IBM has, in fact, spent $12 Billion in software investments (both organic multiple acquisitions like SPSS, Cognos, Filenet, iPhrase, and Ascential Software, just to name a few) over the past 4-5 years to ensure it will be able to support its customers in their quest to unlock the business value of information. In addition, in April of 2009 IBM announced a new organization comprised of 4000 consultants focused on advanced business analytics and business optimization – teams with skills in applying business intelligence technologies like mathematical modeling, simulation, data analytics, and optimization techniques.

In an era of intense competition, tight credit, and cost concerns across global and vertical markets, this focus on getting the most value from the information you have makes a lot of sense.

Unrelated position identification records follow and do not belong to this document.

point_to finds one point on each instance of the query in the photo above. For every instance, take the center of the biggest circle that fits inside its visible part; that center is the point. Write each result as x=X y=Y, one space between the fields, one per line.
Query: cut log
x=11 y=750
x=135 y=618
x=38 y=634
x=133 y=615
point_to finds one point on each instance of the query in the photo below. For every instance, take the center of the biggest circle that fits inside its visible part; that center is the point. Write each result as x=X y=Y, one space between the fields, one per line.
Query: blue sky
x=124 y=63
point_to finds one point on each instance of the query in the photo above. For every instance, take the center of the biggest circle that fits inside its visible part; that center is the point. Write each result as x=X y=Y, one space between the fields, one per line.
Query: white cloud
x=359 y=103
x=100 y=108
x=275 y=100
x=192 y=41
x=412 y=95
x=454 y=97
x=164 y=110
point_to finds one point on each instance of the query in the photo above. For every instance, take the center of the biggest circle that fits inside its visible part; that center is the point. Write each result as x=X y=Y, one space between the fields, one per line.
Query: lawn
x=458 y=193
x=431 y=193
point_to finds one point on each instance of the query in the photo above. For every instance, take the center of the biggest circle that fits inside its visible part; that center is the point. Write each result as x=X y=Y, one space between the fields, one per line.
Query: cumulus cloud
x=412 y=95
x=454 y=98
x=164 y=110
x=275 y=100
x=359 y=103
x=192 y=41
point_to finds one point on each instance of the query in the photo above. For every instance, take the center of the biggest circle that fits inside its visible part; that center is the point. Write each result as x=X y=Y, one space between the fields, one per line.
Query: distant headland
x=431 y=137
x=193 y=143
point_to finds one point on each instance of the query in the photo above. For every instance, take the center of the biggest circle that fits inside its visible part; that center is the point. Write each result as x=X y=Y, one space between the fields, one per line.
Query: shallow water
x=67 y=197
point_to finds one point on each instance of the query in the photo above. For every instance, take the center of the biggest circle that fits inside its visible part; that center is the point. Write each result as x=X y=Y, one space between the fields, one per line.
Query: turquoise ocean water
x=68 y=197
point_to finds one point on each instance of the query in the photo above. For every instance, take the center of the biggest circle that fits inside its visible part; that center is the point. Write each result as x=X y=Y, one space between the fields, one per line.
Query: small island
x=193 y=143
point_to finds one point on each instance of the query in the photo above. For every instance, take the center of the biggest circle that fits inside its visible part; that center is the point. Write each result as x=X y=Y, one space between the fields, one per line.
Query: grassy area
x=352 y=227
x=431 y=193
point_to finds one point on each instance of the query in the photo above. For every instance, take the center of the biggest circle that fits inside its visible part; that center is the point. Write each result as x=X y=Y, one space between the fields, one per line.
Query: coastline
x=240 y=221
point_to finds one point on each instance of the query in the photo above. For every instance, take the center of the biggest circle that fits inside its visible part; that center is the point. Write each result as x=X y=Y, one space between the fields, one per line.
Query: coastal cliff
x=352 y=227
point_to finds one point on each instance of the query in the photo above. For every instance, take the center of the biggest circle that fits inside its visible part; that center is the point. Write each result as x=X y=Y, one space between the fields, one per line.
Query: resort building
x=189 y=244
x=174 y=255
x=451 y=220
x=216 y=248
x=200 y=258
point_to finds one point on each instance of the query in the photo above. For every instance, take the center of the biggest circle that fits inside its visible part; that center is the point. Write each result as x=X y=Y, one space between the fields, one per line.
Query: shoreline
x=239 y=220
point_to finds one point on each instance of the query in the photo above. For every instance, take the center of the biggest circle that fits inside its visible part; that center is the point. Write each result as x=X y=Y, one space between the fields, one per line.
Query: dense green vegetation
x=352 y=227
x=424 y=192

Companies find they are processing more information than ever before, but less of this information is being accurately and adequately used.  The quantity of available data that a business needs to manage and understand has skyrocketed along with the increase in instrumented and intelligent products. For example, RFID tags that are embedded in manufactured products,  plants and animals generate an enormous amount of data in efforts to control inventories and improve security and safety.  Trying to make decisions with inadequate,  inaccurate, or untimely  information is like driving a fast sports car down the highway with a very large blind spot impeding your view of the truck approaching on your side. You need to know about the obstacles that might appear in  your pathway before you try to make a “real-time” correction and steer your car (or your business) of a cliff.  So, students and business leaders alike please take note, I see some “analytics” in your future.